Legal, social systems unfair to fairer sex

Ruthu herself was not sure what to do next. She said, “It was 11 am and these guys were actually drunk. I was so terrified and shocked that I could not even react.” When the light changed to green, Ruthu just drove forward and in the process drove over one of the guy’s legs. “I am not sorry about it. This is not the first time, I have been harassed on the roads, but I drove away more out of fear than revenge,” she recalls.

Such incidents are not new or uncommon, but the worry is that they are increasing. Thousands of women, both working and home-makers face differing forms of harassment inside and outside the house. The number of cases where women report such occurrences are increasing, but for every woman who reports an offence, there are 10 who keep quiet about it.

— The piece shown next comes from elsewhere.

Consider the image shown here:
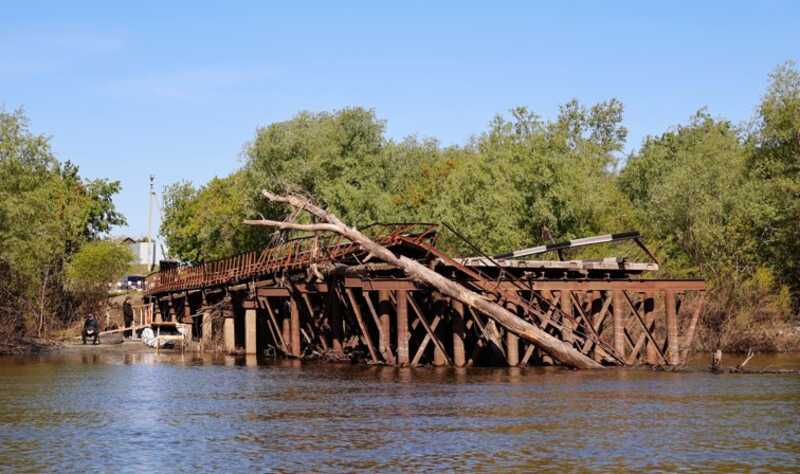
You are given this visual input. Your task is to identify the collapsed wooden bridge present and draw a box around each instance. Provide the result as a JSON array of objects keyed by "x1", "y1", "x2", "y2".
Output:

More so, as not many believe that the legal or social system is supportive of women who want to be heard about harassment.

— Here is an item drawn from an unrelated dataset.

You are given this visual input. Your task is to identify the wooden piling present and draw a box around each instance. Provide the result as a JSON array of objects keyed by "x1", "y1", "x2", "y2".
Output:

“Laws are made for books. They are not of much use for women most of the time,” senior advocate Pramila Nesargi said. An outspoken activist for the rights of women, she also headed the State Women’s Commission for a while. Recalling the nature of complaints she received, she says, “Often we are the last resort for women. Finding no help from either the law or their families, these women found us the only hope fto hear their problems.”

Discouraged by families
Often, families discourage them from complaining and worse, blaming the girls for “inviting trouble” upon themselves. “Even though there are ample laws to protect the women in cases like dowry harassment or domestic violence, police action takes so long that the women are scared to rely on their support,” Nesargi says.

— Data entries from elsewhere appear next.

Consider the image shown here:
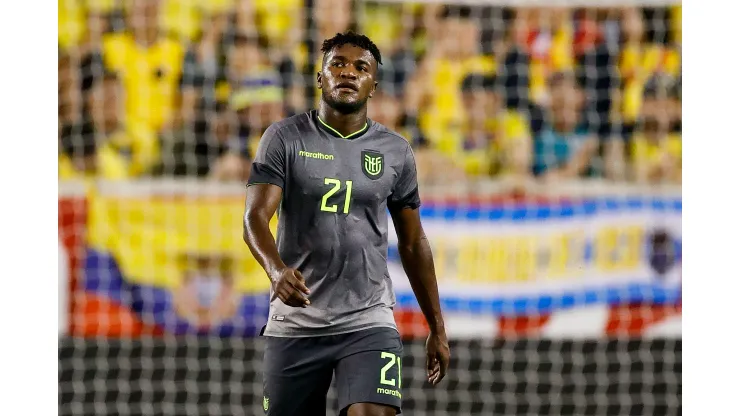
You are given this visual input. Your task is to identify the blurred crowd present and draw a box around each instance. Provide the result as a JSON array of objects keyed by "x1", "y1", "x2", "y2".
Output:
[{"x1": 58, "y1": 0, "x2": 681, "y2": 183}]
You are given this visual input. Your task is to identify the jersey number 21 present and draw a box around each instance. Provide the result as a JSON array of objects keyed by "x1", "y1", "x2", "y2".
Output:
[{"x1": 321, "y1": 178, "x2": 352, "y2": 214}]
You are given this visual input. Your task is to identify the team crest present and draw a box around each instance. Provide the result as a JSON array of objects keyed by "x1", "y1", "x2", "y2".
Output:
[{"x1": 362, "y1": 150, "x2": 384, "y2": 179}]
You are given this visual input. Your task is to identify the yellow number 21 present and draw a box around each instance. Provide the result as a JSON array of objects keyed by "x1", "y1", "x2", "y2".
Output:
[{"x1": 321, "y1": 178, "x2": 352, "y2": 214}]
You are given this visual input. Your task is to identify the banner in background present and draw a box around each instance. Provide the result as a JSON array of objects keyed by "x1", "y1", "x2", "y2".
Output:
[
  {"x1": 60, "y1": 184, "x2": 681, "y2": 338},
  {"x1": 389, "y1": 198, "x2": 681, "y2": 315}
]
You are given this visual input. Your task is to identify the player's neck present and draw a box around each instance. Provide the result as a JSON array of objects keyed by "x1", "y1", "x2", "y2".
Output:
[{"x1": 318, "y1": 101, "x2": 367, "y2": 136}]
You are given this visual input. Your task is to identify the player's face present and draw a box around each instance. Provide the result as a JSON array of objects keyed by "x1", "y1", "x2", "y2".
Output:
[{"x1": 317, "y1": 44, "x2": 378, "y2": 114}]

For Geetha Menon of Stree Jagruthi Samithi, the increase in the number of incidences of violence  is a definite sign of the male unease about the independence of women.
“Harassment existed earlier too, but there is a marked increase these days. Women have not yet learnt how to cope with this well. They have to understand why it is happening rather than feel alone asking why it happened to them alone,” she says.
She also suggests women gain self confidence and not get bogged down by the blame which is often directed at them when they complain of harassment. An organisation that is trying to change attitudes and perceptions is Blank Noise which works with the
victims.One of their campaigns has been about eve-teasing, to create awareness that women do not ask for it, but on another, more fundamental level, it has allowed women to overcome their apprehensions about sharing public space.

Geetha Menon
Stree Jagruthi Samithi
“Increasing freedom of women has also meant an increase in attacks on their mobility. In this patriarchal and fundamentalist society, as women come forward in new avenues, men seem to assert themselves by attacking them in different ways.”